Clinically, this broader definition is important because subthreshold cognitive and emotional symptoms are known to affect recovery, adherence to rehabilitation, and quality of life after stroke. By grouping these patients into a coherent profile, clustering provides a more holistic representation of emotional sequelae better aligned with real-world clinical presentation. Thus, the clustering analysis does not increase or decrease the incidence but rather contextualises it within a multidimensional framework, even when single test scores do not reach categorical diagnostic thresholds.
Recognising these subtler forms of dysfunction is crucial for designing supportive, tailored rehabilitation plans at the individual level and effectively addressing cognitive and emotional barriers in post-stroke patients at an early stage.
4.3. Clinical Implementations of Predictive Factors for Vascular Cognitive Impairment and Depression
While clustering provides the necessary broadness to understand the stroke sequelae at the cohort level, it is important to address patients’ individual needs in clinical settings. Therefore, we performed linear regression to explore the predictors of cognitive performance and depressive symptoms in the acute phase after ischemic stroke.
The model for MoCA explained a moderate proportion of variance and highlighted three significant predictors. Age emerged as a robust negative determinant (Table 3), indicating that each additional year was associated with a slight but meaningful decline in MoCA score. As expected, years of education positively influenced cognitive outcomes. Similar results were observed in our previous study examining patients with VCI [17] and in other studies using MoCA [39]. These results support the idea of the protective role of cognitive reserve in acute stroke.
An important observation is the reversible relationship between physical and cognitive impairment. Due to collinearity between NIHSS and mRS, we limited our model to the NIHSS only. Although NIHSS at admission was not a significant predictor of MoCA performance in our cohort, a higher NIHSS at discharge was independently associated with lower MoCA performance (Table 3). Each additional point on the NIHSS at discharge was associated with a decrease of about 0.7 points on the MoCA. In a clinical setting, this may indicate that even small increases in residual neurological severity translate into measurable reductions in cognitive performance. Since the MoCA cut-off for impairment is 25, a difference of only 2–3 NIHSS points can shift a patient from normal to impaired cognition. Our model emphasises the connection between residual neurological severity and cognitive impairment, affirming findings from previous studies [40]. Furthermore, it demonstrates that subtle neurological deficits following a stroke in our cohort are significant and carry cognitive implications.
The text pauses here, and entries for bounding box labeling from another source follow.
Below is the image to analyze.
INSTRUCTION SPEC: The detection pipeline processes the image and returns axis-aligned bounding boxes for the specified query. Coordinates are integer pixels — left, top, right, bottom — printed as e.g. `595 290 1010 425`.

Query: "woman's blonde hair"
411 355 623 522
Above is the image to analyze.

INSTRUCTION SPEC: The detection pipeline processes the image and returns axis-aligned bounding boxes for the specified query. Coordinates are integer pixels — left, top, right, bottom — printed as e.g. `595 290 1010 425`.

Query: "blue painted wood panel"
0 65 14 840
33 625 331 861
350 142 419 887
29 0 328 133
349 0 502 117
Other variables, including HIS, depressive symptoms, and hemispheric lateralisation, were not significant contributors in the present model (Table 3). Although some reports indicate that the side of the lesion may influence MoCA due to the test’s domain-specific sensitivity [41], this was not the case in our cohort. Similar results were found for vascular risk factors and depressive symptoms.
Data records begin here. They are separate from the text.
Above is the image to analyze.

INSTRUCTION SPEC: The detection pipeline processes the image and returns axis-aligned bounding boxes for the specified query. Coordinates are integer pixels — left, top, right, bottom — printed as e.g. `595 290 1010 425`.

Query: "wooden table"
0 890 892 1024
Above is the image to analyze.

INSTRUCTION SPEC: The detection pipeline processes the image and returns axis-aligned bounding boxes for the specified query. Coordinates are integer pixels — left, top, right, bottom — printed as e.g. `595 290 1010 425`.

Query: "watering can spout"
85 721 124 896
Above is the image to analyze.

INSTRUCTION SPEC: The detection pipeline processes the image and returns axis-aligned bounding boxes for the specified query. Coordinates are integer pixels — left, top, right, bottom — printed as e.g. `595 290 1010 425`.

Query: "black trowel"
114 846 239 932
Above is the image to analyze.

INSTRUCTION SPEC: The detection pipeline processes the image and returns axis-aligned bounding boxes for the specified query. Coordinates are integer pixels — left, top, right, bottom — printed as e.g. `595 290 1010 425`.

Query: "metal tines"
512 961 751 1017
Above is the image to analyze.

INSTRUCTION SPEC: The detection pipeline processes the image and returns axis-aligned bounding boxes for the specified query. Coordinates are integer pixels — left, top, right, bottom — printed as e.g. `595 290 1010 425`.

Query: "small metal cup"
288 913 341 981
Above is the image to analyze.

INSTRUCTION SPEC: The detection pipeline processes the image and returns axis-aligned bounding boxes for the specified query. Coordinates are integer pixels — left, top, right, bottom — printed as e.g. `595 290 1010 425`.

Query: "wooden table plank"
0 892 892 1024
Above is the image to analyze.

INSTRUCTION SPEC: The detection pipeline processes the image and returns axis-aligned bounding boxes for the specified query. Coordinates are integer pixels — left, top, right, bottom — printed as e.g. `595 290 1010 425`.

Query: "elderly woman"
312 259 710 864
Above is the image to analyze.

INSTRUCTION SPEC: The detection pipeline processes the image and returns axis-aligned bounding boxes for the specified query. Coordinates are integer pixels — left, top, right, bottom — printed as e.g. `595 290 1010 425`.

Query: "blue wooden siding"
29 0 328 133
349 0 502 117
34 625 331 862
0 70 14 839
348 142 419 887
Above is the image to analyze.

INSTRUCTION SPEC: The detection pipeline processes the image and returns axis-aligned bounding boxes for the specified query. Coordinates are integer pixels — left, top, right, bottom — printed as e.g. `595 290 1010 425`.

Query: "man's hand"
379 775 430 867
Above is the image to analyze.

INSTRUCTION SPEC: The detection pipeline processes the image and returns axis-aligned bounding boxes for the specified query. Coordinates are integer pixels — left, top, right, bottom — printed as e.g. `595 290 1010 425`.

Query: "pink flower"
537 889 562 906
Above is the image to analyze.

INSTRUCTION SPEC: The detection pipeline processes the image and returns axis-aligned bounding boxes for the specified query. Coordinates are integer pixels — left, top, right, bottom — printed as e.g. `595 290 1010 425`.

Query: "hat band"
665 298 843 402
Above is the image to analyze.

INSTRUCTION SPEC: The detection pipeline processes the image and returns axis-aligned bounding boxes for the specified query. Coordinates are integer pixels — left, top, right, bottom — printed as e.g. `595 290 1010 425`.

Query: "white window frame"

Taken together, these results emphasise that older age, lower education, and greater neurological deficits at discharge jointly shape acute post-stroke cognition.
In contrast, the regression model predicting depressive symptoms did not identify any significant predictors. Although age, education, HIS, NIHSS, MoCA, and lesion laterality were included, none reached statistical significance (all p > 0.29) (Table 3). This suggests that depressive symptom burden in the acute stage may not be directly explained by the demographic or clinical stroke characteristics captured in our cohort. Those results are similar to some previous studies [35,42]. For example, Shi et al., in their meta-analysis, did not find consistent results for risk factors, including sociodemographic variables [35]. On the other hand, in a similar acute post-stroke period, Yang et al. reported homocysteine, NIHSS, and the Activity of Daily Living Scale scores as independent predictors of early post-stroke depression [43]. There were several important differences between their retrograde study from our perspective. First, patients in their sample were more physically impaired with a higher NIHSS score, and the prevalence of depression was more than twice that of ours. Second, we assessed depression with the CAD, while Yange et al. used the Hamilton depression scale 17 and the Diagnostic and Statistical Manual of Mental Disorders. In addition, they included several laboratory tests and the Activity of Daily Living Scale score. However, other vascular risk factors, such as smoking, hypertension, and diabetes, as well as several serum markers, blood lipids, prealbumin, and fibrinogen, did not differ between post-stroke patients with and without depression. This is in accordance with our results, where HIS score was not a significant variable in a linear model.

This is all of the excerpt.